In one particular case in South Africa, the insured mistakenly gave his age as 22 rather than 23 years old at the time of taking out motor insurance. The insurer attempted to cancel the policy when a claim was made but the court found that disclosure of the correct age at the time would have had no effect on the insurer’s decision to issue a policy or the terms of that policy.

South African law is based on the English law which Reinecke says is stricter. “In English law, an insurer can cancel on grounds of affirmative warranty even if immaterial.”

In Holland, the rights of the insured are far stronger. The insurer cannot cancel either an affirmative or promissory warranty if the insured committed a non- fraudulent misrepresentation which has no bearing on the case.

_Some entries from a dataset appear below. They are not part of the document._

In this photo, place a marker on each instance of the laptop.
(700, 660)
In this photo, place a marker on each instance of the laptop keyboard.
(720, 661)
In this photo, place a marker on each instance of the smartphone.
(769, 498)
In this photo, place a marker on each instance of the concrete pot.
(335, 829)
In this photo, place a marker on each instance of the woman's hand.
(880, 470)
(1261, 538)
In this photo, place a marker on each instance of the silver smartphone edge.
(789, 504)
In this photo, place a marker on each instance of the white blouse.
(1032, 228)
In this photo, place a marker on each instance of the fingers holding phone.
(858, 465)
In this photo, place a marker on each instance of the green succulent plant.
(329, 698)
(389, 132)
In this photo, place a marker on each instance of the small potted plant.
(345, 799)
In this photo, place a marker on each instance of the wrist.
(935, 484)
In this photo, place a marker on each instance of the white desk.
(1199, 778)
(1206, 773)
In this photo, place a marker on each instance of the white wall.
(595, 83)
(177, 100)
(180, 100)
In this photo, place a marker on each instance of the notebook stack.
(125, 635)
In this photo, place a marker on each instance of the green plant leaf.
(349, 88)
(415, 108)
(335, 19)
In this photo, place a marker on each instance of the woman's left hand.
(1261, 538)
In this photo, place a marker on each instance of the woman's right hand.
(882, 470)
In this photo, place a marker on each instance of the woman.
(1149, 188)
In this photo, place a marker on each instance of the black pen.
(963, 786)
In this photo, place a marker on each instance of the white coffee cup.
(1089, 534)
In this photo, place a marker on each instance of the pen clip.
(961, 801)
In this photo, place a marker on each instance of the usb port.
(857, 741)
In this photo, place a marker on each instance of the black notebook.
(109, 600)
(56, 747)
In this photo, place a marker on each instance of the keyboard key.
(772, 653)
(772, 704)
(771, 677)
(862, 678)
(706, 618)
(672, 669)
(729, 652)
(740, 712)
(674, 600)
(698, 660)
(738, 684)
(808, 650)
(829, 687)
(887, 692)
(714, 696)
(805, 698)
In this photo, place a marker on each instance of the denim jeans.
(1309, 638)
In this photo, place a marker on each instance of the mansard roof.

Most Dutch cases are controlled by the principle of proportionality so that if an undisclosed fact would have resulted in a higher premium, the insured’s claim will be reduced in proportion.

Even if the insured deliberately made a misrepresentation in the case of life assurance — the policy holder is not deprived from his right to the surrender value, built up from the inception of the policy.

South Africa, in contrast, allows the insurer to cancel a life policy even if the undisclosed fact would have merely resulted in a higher premium had the insurer known about it. The insured will, of course, be entitled to get his premiums back if the claim is cancelled.

However, if the undisclosed fact was fraudulently made — then the insured also loses out on his premiums — even if they’ve been paid for a number of years.